Классе в восьмом я съездил на экскурсию в Троице-Сергиеву лавру и купил там алюминиевый крестик, который стал носить на цепочке. Особо религиозным я никогда не был, так что это была, скорее, своего рода «фига в кармане» по отношению к государству, где, как известно, одной из главных идеологических догм являлся «научный атеизм». На этой почве у меня произошел громкий инцидент с нашей директрисой. Но для начала следует сказать несколько слов о ней. Звали ее Тамара Павловна Абакумова. Тамара была ветераном войны, и не просто ветераном, а летчицей, бороздившей небесные просторы на истребителях в составе полка Марины Расковой. Как потом она стала директором школы, одному богу известно. Характер у нее был вспыльчивый, темперамент вполне соответствовал полученной военной специальности. Разговаривать просто она практически не умела, и буквально минуты через две абсолютно любой разговор переходил в жуткий ор. Входя утром в двери школы, вполне можно было слышать, как Тамара вопит на кого-то этаже эдак на третьем. Уловив издали переливы ее незабываемого меццо-сопрано, все предпочитали если не раствориться в воздухе, то по крайней мере ретироваться в более безопасное место как можно быстрее.

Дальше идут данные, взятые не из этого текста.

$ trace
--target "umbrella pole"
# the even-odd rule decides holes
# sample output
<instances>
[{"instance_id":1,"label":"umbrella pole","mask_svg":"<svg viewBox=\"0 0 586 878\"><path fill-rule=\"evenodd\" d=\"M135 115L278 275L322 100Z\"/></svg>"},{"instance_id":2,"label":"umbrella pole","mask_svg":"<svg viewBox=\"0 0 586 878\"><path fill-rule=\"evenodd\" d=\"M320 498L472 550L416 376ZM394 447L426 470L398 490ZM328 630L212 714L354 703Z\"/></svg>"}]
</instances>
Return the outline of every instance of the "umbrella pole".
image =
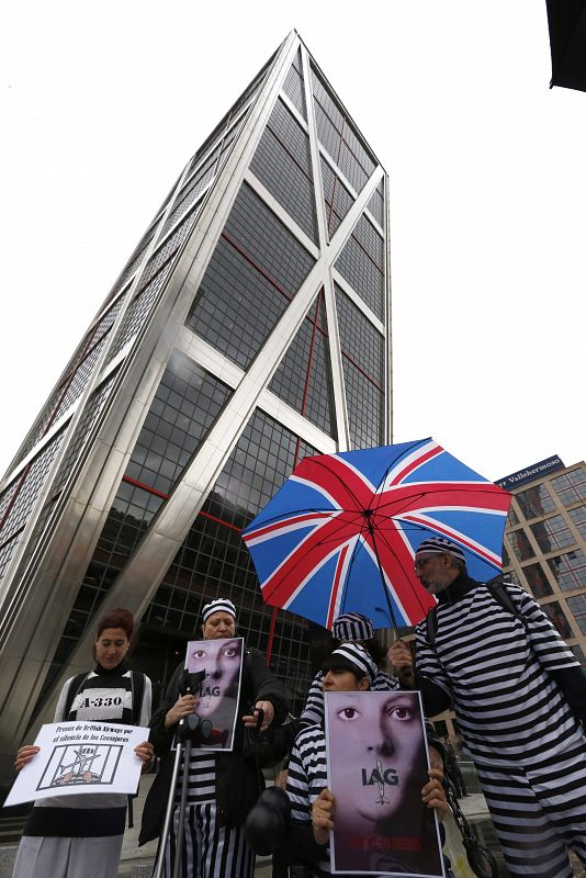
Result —
<instances>
[{"instance_id":1,"label":"umbrella pole","mask_svg":"<svg viewBox=\"0 0 586 878\"><path fill-rule=\"evenodd\" d=\"M269 629L269 645L267 648L267 664L271 661L272 641L274 639L274 626L277 623L277 607L272 608L271 627Z\"/></svg>"},{"instance_id":2,"label":"umbrella pole","mask_svg":"<svg viewBox=\"0 0 586 878\"><path fill-rule=\"evenodd\" d=\"M379 549L376 547L376 538L374 536L374 528L373 528L373 526L372 526L372 524L370 521L369 521L369 533L372 537L372 545L374 548L374 554L376 555L376 565L379 567L379 573L381 574L381 582L382 582L382 585L383 585L383 592L384 592L384 596L386 598L386 604L388 606L388 615L391 617L391 623L393 626L393 632L395 634L395 640L399 640L397 620L396 620L396 617L395 617L395 611L393 610L393 604L391 603L391 595L388 594L388 588L386 587L386 582L385 582L384 574L383 574L383 569L382 569L382 565L381 565L381 559L379 558ZM405 667L402 667L401 671L403 672L403 677L405 679L408 679L409 677L413 677L413 668L409 665L406 665Z\"/></svg>"},{"instance_id":3,"label":"umbrella pole","mask_svg":"<svg viewBox=\"0 0 586 878\"><path fill-rule=\"evenodd\" d=\"M398 639L398 624L397 624L397 620L396 620L396 617L395 617L395 611L393 609L393 604L391 603L391 597L388 595L388 588L386 587L386 582L385 582L384 574L383 574L383 569L382 569L382 565L381 565L381 559L379 556L379 548L376 545L376 538L374 536L374 528L373 528L371 521L369 521L369 526L368 527L369 527L369 533L372 537L372 545L373 545L373 549L374 549L374 554L376 555L376 566L379 567L379 573L381 575L381 583L382 583L382 586L383 586L383 593L384 593L384 596L386 598L386 604L387 604L387 607L388 607L388 616L391 617L391 626L393 627L393 631L395 632L395 637Z\"/></svg>"}]
</instances>

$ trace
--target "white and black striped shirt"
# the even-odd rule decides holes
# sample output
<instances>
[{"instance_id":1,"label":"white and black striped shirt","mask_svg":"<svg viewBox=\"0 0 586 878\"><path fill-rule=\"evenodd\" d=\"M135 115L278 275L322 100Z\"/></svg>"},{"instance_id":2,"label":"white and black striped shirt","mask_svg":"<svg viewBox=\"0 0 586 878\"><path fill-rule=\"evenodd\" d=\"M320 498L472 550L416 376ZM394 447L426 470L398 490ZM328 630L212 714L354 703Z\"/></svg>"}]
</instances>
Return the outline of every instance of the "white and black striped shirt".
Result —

В тот день у нас было комсомольское собрание – как всегда, нудное, длинное и до невероятности пустое. Смыться с него не удалось, поскольку Тамара самолично встала на выходе из школы и принялась следить, чтобы старшеклассники не улизнули с мероприятия.
Отсидев половину этой тягомотины, я впал в совершенное уныние и машинально принялся теребить висящий у меня на шее крест. Через некоторое время мой сосед предостерегающе пихнул меня в бок локтем. Обернувшись, я увидел, что ко мне, как говорится, на бреющем полете, приближается Тамара. Выражение ее лица не предвещало ничего хорошего. Быстро сняв с шеи крест, я спрятал его во внутренний карман пиджака. Подойдя вплотную, Тамара прошипела:
– Давай сюда!
Я непонимающе уставился на нее, всем своим видом показывая, что не имею ни малейшего представления, о чем идет речь.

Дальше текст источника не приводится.